For isotropic materials: \[ C^e_{ijkl} = \lambda\delta_{ij}\delta_{kl} + \mu(\delta_{ik}\delta_{jl} + \delta_{il}\delta_{jk}) \]

where \(\lambda\) is Lamé’s first parameter and \(\mu\) is the shear modulus.

The inverse relationship (compliance) is: \[ \boldsymbol{\varepsilon} = \mathbb{S} : \boldsymbol{\sigma}, \quad S_{ijkl} = \frac{1}{2\mu}\left(\delta_{ik}\delta_{jl} + \delta_{il}\delta_{jk}\right) - \frac{\lambda}{6\mu(\lambda+\mu)}\delta_{ij}\delta_{kl} \]

In finite-strain hyperelasticity (L05), the material tangent stiffness is: \[ \mathbb{D}_{ijkl} = \frac{\partial^2 W}{\partial E_{ij}\partial E_{kl}} \]

where \(W(\mathbf{E})\) is the strain energy density.

20.3.8 A2.3.8 Inverse of a Fourth-Order Tensor

If a fourth-order tensor \(\mathbb{A}\) is invertible, its inverse \(\mathbb{A}^{-1}\) satisfies: \[ \mathbb{A}^{-1} : \mathbb{A} = \mathbb{I}, \quad \mathbb{A} : \mathbb{A}^{-1} = \mathbb{I} \]

For the elasticity tensor, the inverse is the compliance tensor: \[ \mathbb{C}^e : \mathbb{S} = \mathbb{I} \]

Computing the inverse in full tensor form is tedious; using Voigt notation (6×6 matrix inversion) is standard in FEM codes.
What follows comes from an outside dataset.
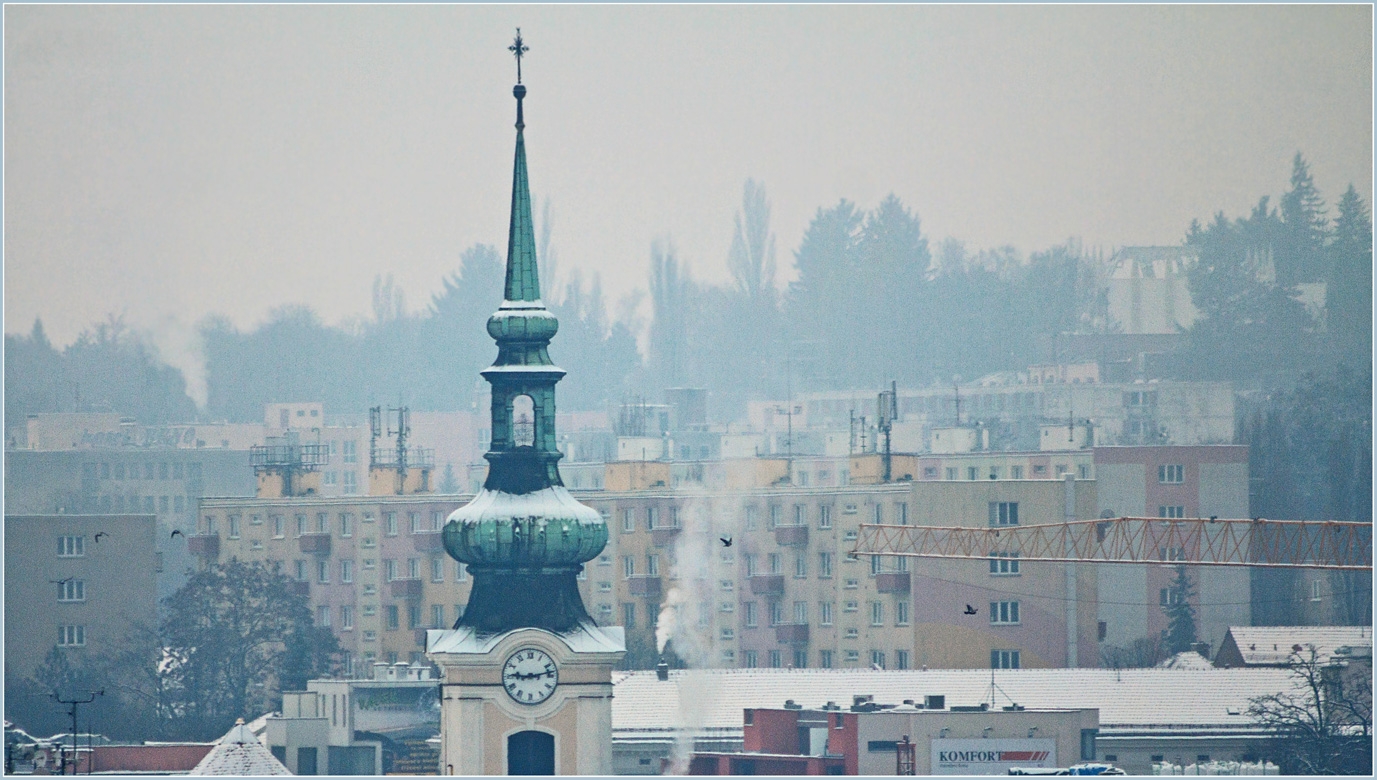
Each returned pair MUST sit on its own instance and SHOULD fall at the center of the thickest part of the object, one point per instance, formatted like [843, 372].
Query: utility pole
[73, 704]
20.4 Summary and References to Other Appendices

This appendix complements: - A01 (Notation): All symbols and typography rules - L01 (Math Foundations): Definitions and basic properties - L03 (Kinematics): Applications of tensors to deformation analysis - L07 (Plasticity): Fourth-order tensors in constitutive modeling

For further reading on tensor calculus and differential geometry, consult the course bibliography or texts like Bonet and Wood (Nonlinear Continuum Mechanics for Finite Element Analysis) or Marsden & Hughes (Mathematical Foundations of Elasticity).